CNRI Femmes – La troisième journée de grève et de sit-in des enseignants en Iran s’est poursuivie le mardi 5 mars dans plus de 30 villes du pays.
Les enseignants ont affiché des pancartes soulignant leurs revendications, y compris la libération de leurs collègues emprisonnés. Dans certaines écoles, en particulier les écoles de filles, les élèves ont manifesté leur soutien à la grève nationale des enseignants.
Le journal Asharq Al-Awsat a rapporté la nouvelle du sit-in et de la grève nationale : « Les enseignants iraniens ont commencé leur grève de trois jours dans plus de la moitié des provinces iraniennes en protestation contre l’incapacité du gouvernement à répondre à leurs demandes et contre leurs conditions de vie déplorables. »

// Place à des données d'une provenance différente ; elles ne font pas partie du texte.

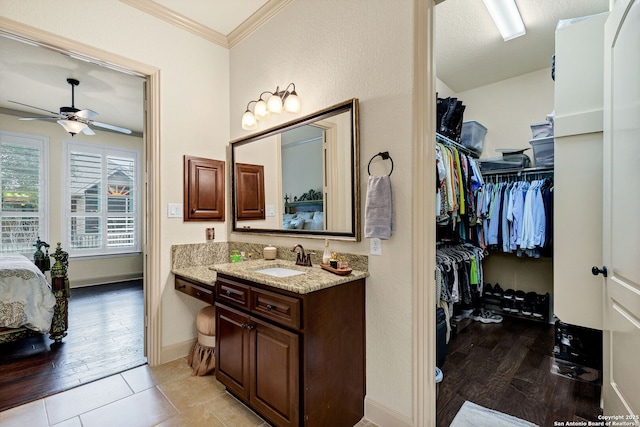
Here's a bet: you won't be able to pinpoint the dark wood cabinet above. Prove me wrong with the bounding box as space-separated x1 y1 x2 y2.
174 276 214 305
215 273 365 427
235 163 265 220
183 156 225 221
216 305 299 426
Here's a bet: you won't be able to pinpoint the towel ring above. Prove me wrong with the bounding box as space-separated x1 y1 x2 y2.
367 151 393 176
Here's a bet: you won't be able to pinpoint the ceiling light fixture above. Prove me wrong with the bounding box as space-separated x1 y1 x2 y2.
242 83 300 130
483 0 527 41
58 119 89 137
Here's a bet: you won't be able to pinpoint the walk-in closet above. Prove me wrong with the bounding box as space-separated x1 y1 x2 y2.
434 0 609 426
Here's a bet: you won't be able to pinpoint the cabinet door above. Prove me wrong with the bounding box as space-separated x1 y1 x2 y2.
216 303 250 401
250 317 300 426
183 156 225 221
236 163 265 220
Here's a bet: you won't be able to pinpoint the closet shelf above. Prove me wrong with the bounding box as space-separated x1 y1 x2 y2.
436 133 479 159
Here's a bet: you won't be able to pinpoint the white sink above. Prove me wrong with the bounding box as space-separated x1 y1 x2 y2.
255 267 305 277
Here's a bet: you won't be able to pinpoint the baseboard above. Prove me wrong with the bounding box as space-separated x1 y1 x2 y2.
70 273 142 289
364 396 413 427
160 338 196 364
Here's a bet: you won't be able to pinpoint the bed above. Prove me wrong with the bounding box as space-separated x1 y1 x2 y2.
0 244 69 343
282 190 325 230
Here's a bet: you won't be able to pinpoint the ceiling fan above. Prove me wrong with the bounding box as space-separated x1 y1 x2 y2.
9 78 131 137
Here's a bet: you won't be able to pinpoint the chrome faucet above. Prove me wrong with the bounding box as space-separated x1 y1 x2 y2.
291 244 313 267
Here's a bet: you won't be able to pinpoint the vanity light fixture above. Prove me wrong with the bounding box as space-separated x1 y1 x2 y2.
242 83 300 130
483 0 527 41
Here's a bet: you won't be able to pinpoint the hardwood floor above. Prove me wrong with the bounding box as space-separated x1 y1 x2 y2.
437 318 601 427
0 280 146 411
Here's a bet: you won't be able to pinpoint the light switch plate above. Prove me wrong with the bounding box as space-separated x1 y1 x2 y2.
167 203 182 218
369 237 382 255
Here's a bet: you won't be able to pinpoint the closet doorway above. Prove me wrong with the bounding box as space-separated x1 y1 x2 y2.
434 0 609 426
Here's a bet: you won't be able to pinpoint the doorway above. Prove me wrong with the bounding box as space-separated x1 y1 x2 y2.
0 20 160 394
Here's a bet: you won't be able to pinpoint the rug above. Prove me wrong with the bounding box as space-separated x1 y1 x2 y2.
450 400 538 427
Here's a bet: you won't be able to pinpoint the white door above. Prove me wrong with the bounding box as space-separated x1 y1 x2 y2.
600 0 640 425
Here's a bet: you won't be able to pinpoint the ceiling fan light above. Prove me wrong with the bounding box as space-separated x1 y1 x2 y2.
253 99 270 120
58 120 88 136
284 90 300 113
483 0 527 41
267 92 282 114
242 110 258 130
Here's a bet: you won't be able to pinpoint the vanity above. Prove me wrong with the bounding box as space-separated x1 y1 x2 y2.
211 260 368 427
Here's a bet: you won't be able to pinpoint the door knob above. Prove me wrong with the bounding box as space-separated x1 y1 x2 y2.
591 265 608 277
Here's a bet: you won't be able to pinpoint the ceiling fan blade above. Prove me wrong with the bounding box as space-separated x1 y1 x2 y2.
91 121 131 135
18 117 60 122
9 100 62 117
75 109 98 119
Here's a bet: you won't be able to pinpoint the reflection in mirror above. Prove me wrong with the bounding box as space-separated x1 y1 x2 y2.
231 99 360 241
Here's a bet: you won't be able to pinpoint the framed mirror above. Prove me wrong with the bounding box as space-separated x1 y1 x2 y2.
231 98 361 241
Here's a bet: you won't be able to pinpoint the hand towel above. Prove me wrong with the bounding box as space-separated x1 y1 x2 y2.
364 175 395 240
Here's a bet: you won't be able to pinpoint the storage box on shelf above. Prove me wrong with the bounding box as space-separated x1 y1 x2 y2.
460 120 487 155
529 136 554 167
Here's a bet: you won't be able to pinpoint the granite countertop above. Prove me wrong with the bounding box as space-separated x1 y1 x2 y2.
207 259 369 294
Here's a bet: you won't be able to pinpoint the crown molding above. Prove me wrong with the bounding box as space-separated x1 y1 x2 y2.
227 0 293 48
120 0 293 49
120 0 229 49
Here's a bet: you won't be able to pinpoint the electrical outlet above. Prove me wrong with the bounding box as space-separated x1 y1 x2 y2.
369 237 382 255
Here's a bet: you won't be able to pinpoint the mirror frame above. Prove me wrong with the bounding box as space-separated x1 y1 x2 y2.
229 98 361 242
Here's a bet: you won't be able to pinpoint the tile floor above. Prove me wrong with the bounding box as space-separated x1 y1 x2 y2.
0 359 375 427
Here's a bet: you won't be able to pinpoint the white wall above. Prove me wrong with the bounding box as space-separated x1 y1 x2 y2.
0 0 229 359
0 114 144 288
230 0 420 421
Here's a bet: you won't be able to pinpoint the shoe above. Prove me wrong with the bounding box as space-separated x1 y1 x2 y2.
473 310 502 323
493 283 504 298
533 301 544 319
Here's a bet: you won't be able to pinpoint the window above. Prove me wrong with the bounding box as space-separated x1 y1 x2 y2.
0 131 49 255
64 141 141 256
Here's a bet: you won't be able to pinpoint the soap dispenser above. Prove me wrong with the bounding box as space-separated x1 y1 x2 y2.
322 239 331 264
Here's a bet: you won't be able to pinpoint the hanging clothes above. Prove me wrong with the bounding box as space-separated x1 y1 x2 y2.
436 143 485 249
481 178 553 258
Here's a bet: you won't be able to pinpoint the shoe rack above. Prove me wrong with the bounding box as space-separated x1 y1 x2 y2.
480 284 550 323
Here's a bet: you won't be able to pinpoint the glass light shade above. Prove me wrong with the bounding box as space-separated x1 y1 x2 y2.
483 0 527 41
253 99 270 120
242 110 258 130
58 120 88 135
267 93 282 114
284 90 300 113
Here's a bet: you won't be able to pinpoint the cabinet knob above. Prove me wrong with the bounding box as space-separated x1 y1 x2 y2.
591 265 609 277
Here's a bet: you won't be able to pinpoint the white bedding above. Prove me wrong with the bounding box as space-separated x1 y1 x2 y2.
0 254 56 334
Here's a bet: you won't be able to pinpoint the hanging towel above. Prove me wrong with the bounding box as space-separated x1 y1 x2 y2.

Pendant ce temps, le mardi 5 mars, le site Fararu, géré par l’État, citait le ministre de l’Éducation au sujet des sit-in et des grèves et écrivait : “A court terme, nous ne pouvons pas résoudre les problèmes découlant de cette situation. Certains de mes collègues protestent et se plaignent. Cette méthode de protestation, même dans une seule école du pays, est une mesure anti-éducationnelle. La méthode de protestation laisse un mauvais exemple pour les élèves qui voient leur professeur s’asseoir dans un bureau de l’école et qui ne va pas en classe, et dans la pratique, nous nous comportons en fait contre la justice.” (Le site de l’Etat Fararu – 5 mars 2019)
Par ailleurs, les employés d’Edalat Stocks Co. ont organisé une manifestation devant le bâtiment de la privatisation à Téhéran pour la troisième journée consécutive le mardi 5 mars 2019.
Un groupe de retraités a organisé un rassemblement de protestation devant le bâtiment du Conseil des gardiens à Téhéran le mardi 5 mars 2019.
Le même jour, un groupe de clients escroqués par la Shady Gold Company s’est rassemblé devant le bâtiment judiciaire à Téhéran pour protester contre le refus de la compagnie de les indemniser.